Values drift as ACS publishes new vintages. Field types, categories, and names are stable.

For a single metric across available vintages (a few years of history):

Terminal window
curl -H "X-API-Key: $THESMA_API_KEY" \
"https://api.thesma.dev/v1/us/census/places/35620/metrics/median_household_income" \
| jq '.data[] | {vintage, value, moe}'
CBSA FIPSMetro
35620New York-Newark-Jersey City, NY-NJ-PA
31080Los Angeles-Long Beach-Anaheim, CA
16980Chicago-Naperville-Elgin, IL-IN-WI
19100Dallas-Fort Worth-Arlington, TX
26420Houston-The Woodlands-Sugar Land, TX
14460Boston-Cambridge-Newton, MA-NH

Top-tier US MSAs with comprehensive ACS coverage. Avoid micropolitan statistical areas — they’re excluded in v1 and return 404 (see Census → Known limitations).
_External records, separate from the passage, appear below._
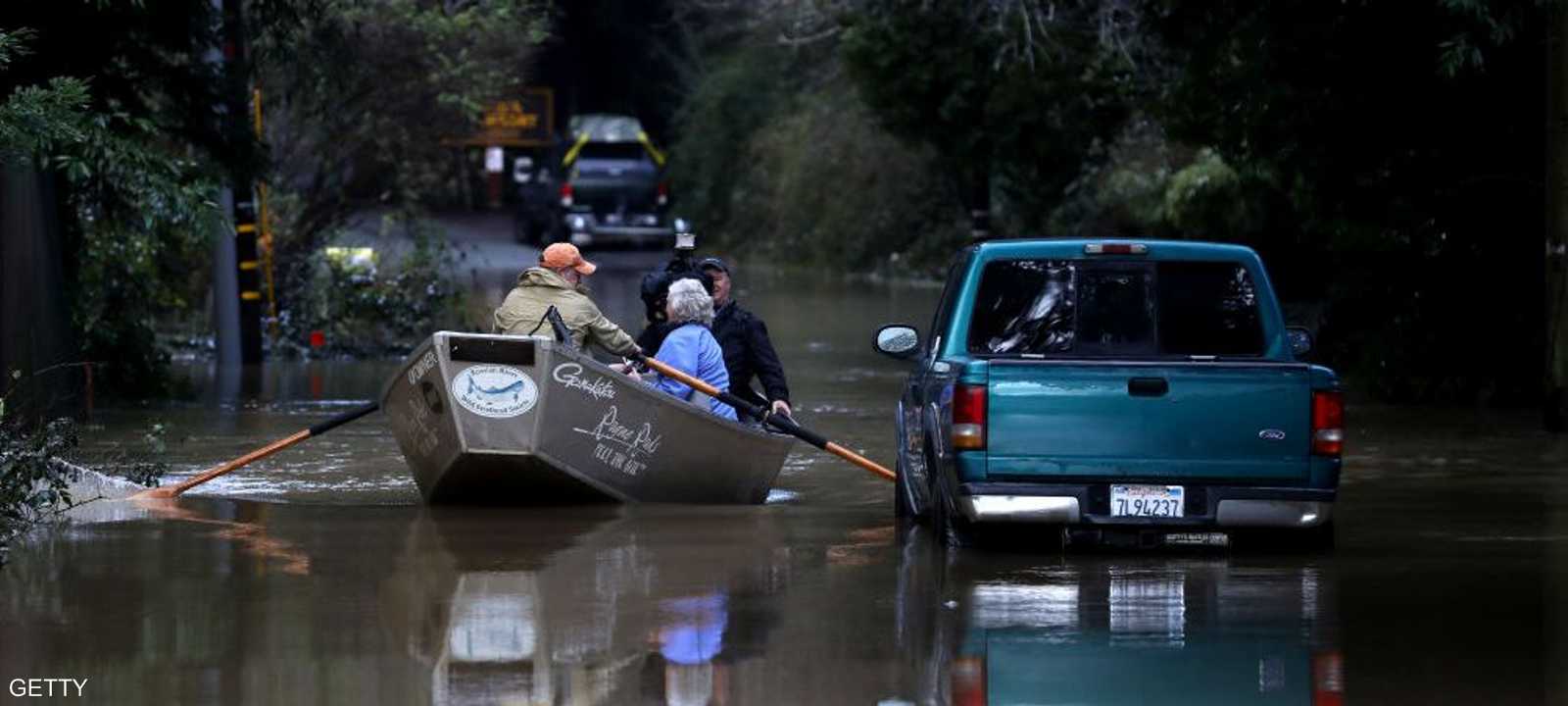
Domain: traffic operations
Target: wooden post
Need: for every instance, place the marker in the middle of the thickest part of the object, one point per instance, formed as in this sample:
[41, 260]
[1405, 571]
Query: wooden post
[1556, 245]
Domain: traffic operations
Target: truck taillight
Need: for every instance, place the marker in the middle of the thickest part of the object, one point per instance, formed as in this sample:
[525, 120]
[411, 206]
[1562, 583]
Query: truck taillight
[1329, 680]
[1329, 424]
[968, 416]
[969, 681]
[1115, 248]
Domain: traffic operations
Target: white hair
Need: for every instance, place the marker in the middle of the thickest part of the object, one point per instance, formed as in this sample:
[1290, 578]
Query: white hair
[689, 302]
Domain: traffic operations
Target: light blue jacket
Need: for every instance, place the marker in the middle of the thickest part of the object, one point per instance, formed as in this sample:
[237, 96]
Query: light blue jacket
[694, 350]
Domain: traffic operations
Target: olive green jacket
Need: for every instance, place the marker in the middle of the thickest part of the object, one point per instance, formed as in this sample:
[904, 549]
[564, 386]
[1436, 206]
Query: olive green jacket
[537, 290]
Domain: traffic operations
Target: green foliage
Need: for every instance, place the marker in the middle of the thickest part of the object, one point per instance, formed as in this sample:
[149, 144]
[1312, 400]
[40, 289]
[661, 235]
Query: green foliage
[1387, 162]
[1010, 96]
[137, 219]
[365, 311]
[143, 220]
[363, 98]
[796, 170]
[35, 478]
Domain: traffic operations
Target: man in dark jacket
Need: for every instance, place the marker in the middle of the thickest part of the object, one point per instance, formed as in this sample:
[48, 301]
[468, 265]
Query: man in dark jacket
[749, 352]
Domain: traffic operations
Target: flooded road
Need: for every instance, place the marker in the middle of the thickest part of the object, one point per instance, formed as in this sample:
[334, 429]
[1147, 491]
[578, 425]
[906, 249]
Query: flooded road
[318, 578]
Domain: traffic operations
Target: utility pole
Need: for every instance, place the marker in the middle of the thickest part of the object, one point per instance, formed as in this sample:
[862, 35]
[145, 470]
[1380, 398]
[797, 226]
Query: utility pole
[245, 209]
[237, 277]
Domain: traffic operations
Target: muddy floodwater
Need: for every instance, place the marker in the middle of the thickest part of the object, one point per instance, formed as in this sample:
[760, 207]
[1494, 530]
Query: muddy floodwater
[318, 577]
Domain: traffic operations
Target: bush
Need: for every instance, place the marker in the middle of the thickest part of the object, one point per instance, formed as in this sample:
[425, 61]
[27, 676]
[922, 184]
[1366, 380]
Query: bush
[365, 311]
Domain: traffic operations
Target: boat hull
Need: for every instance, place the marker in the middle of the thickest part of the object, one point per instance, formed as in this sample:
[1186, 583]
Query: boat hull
[524, 421]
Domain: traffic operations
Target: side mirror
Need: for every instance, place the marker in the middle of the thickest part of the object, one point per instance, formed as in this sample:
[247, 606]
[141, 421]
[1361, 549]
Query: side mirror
[898, 341]
[1300, 339]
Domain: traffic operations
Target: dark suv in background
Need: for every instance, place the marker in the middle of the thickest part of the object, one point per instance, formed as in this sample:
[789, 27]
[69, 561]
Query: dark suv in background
[604, 185]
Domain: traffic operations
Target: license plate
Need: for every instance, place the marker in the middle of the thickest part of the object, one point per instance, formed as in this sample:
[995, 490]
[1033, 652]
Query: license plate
[1147, 501]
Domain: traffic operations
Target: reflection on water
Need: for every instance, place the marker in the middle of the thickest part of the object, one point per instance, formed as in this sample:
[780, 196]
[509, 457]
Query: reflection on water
[316, 578]
[1121, 630]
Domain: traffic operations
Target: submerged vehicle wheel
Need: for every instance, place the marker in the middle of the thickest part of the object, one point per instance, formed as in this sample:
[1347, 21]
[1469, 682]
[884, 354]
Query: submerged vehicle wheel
[953, 528]
[904, 494]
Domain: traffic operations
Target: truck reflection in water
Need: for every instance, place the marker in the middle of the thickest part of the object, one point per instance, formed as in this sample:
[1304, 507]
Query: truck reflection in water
[1134, 631]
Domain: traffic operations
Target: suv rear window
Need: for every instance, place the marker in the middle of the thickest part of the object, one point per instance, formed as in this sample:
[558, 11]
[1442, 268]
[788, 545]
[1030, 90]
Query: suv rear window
[613, 151]
[1115, 308]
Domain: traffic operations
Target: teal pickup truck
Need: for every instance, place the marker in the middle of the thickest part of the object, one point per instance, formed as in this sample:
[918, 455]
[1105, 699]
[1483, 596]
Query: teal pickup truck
[1121, 391]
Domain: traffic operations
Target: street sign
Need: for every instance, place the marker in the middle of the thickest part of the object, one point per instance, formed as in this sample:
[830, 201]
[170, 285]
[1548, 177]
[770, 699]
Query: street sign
[524, 122]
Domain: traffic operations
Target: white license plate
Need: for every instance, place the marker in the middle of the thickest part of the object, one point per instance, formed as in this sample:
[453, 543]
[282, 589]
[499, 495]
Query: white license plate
[1147, 501]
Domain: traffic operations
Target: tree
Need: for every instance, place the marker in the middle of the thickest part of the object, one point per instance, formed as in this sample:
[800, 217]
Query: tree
[1395, 151]
[363, 99]
[133, 209]
[1015, 91]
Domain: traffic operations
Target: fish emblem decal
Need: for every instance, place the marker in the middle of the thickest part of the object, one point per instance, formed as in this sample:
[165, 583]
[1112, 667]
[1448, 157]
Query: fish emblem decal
[494, 391]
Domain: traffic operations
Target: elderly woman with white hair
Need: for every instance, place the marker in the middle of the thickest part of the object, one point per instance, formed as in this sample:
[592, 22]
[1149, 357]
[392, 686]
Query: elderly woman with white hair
[692, 349]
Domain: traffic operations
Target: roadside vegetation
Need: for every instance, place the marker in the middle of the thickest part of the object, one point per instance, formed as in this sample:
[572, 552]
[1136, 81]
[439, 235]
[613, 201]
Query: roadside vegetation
[1385, 161]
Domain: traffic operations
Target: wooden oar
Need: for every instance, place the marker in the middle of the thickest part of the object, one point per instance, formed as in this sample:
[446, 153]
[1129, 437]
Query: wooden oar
[778, 421]
[263, 452]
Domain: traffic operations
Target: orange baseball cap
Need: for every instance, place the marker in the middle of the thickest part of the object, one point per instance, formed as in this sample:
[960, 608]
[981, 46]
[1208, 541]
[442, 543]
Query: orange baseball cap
[566, 255]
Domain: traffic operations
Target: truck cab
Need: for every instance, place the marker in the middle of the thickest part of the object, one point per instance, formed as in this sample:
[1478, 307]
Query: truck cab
[1134, 388]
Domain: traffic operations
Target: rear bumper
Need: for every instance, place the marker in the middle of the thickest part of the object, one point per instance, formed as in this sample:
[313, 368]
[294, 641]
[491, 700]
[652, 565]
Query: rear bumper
[1087, 504]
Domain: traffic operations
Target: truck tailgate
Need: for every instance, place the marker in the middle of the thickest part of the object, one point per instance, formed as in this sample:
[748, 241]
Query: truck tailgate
[1228, 423]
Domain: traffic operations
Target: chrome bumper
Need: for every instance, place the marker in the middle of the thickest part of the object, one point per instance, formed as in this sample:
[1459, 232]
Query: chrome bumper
[1065, 510]
[1019, 509]
[1272, 514]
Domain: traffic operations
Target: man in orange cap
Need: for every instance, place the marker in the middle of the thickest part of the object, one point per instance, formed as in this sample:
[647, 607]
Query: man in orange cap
[557, 281]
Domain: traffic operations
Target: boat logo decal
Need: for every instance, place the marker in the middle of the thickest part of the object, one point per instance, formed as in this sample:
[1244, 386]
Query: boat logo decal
[619, 444]
[569, 374]
[494, 391]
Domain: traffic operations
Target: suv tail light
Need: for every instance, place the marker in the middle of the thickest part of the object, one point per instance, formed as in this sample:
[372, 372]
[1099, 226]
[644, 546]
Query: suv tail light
[968, 416]
[1329, 424]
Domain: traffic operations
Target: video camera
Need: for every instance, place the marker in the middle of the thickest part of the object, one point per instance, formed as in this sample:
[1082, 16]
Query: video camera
[656, 284]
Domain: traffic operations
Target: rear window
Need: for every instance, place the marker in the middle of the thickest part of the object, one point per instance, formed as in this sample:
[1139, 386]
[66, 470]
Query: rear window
[1109, 308]
[613, 151]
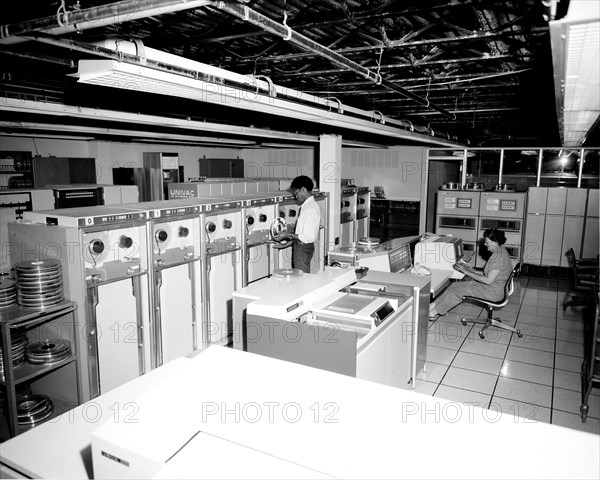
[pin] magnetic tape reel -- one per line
(48, 352)
(33, 409)
(39, 283)
(287, 273)
(8, 293)
(18, 344)
(278, 226)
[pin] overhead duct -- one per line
(576, 59)
(255, 18)
(176, 76)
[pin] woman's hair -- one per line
(495, 235)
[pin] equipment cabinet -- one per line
(58, 380)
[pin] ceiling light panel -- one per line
(576, 60)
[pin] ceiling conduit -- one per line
(76, 20)
(247, 14)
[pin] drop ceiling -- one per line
(469, 72)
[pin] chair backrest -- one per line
(509, 286)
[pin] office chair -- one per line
(584, 274)
(490, 305)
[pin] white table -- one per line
(329, 423)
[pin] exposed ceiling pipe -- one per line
(247, 14)
(72, 21)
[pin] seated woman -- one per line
(488, 285)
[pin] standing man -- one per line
(307, 225)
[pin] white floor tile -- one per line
(569, 325)
(434, 373)
(527, 372)
(537, 330)
(571, 420)
(511, 307)
(538, 310)
(570, 401)
(478, 363)
(567, 362)
(570, 314)
(524, 391)
(466, 309)
(526, 355)
(470, 380)
(534, 301)
(440, 355)
(426, 388)
(567, 380)
(436, 339)
(450, 330)
(569, 335)
(535, 343)
(464, 396)
(526, 412)
(536, 320)
(492, 334)
(484, 347)
(569, 348)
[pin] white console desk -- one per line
(293, 421)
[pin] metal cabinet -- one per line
(54, 380)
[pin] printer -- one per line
(435, 255)
(374, 328)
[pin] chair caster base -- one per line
(584, 410)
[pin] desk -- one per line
(60, 448)
(440, 279)
(339, 426)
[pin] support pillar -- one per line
(330, 180)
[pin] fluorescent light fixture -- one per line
(576, 58)
(46, 135)
(211, 86)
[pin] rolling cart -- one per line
(590, 369)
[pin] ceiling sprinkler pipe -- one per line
(87, 18)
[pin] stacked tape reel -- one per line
(39, 283)
(48, 352)
(18, 344)
(33, 409)
(8, 293)
(21, 390)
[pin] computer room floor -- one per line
(535, 377)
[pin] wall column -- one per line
(330, 181)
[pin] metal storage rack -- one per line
(19, 317)
(590, 369)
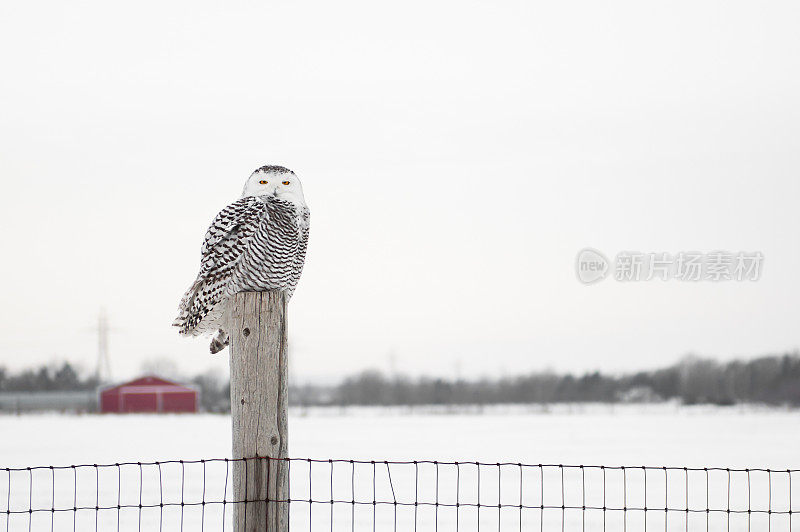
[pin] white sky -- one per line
(455, 156)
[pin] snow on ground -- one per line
(654, 435)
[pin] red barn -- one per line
(148, 394)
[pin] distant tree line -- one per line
(773, 380)
(48, 378)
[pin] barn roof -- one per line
(150, 383)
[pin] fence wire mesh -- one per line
(369, 495)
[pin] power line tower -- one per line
(103, 371)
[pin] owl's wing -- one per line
(223, 246)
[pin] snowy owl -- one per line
(254, 244)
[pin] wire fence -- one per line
(369, 495)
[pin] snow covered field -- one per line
(656, 435)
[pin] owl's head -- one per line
(275, 181)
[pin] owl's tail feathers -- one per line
(220, 342)
(187, 317)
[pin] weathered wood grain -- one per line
(259, 393)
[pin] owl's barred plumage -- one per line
(256, 243)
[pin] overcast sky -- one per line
(455, 156)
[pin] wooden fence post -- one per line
(259, 397)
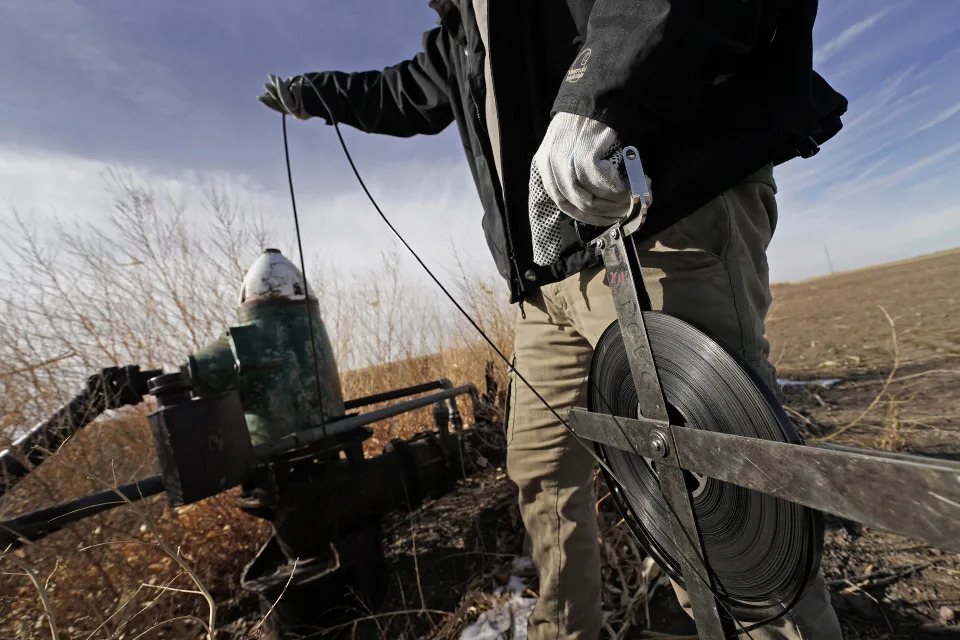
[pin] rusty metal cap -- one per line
(273, 277)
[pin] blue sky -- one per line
(168, 90)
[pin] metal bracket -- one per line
(625, 278)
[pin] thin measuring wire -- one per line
(303, 272)
(465, 314)
(489, 341)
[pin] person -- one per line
(713, 94)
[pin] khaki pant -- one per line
(709, 269)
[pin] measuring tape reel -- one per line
(761, 551)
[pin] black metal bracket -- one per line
(110, 388)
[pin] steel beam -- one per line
(914, 496)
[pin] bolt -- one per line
(658, 443)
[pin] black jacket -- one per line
(707, 90)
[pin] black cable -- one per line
(489, 341)
(303, 271)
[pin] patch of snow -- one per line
(508, 617)
(822, 382)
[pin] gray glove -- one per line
(285, 95)
(580, 166)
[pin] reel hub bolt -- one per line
(658, 443)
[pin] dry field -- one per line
(150, 289)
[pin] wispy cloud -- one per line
(433, 206)
(848, 35)
(940, 118)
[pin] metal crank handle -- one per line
(640, 196)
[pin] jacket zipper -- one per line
(511, 254)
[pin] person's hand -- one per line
(285, 95)
(582, 170)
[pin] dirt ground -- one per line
(890, 334)
(886, 336)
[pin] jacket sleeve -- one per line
(647, 63)
(407, 99)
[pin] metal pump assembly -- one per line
(262, 408)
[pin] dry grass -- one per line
(154, 283)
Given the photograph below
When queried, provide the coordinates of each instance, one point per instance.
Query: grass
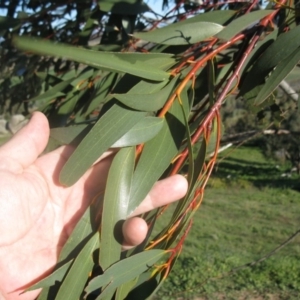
(248, 210)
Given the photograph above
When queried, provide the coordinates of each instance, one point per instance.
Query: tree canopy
(116, 74)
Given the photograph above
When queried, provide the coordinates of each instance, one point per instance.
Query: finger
(134, 232)
(163, 192)
(28, 143)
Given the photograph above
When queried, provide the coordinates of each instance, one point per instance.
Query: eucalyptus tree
(117, 74)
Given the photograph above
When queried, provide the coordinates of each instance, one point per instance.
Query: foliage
(158, 98)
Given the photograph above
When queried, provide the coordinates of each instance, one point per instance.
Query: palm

Pagination on name-search for metros is alphabetical and can miss large MSAs if their name starts late in the alphabet. If you don’t have the FIPS, use this pattern:

Terminal window
# Recommended — pass the known FIPS directly
curl "https://api.thesma.dev/v1/us/census/places/35620"
# Not recommended for ad-hoc searches — may require paginating past many pages
curl "https://api.thesma.dev/v1/us/census/geographies/metro?query=New+York&per_page=100"

Large-MSA FIPS codes are well-known and stable; bookmark the ones you use.

  • MOE (margin of error) can be null. Not every metric has a published MOE for every geo × vintage. Don’t assume it’s always present.
  • ratio values are between 0 and 1, not percentages. homeownership_rate: 0.519 means 51.9%.
  • Vintage lag. ACS 5-year estimates arrive ~18 months after the survey window closes. 2024 (acs5) covers the 2020–2024 window. For analysis needing the most recent possible data at the expense of statistical stability, check whether ACS 1-year is available for the geography.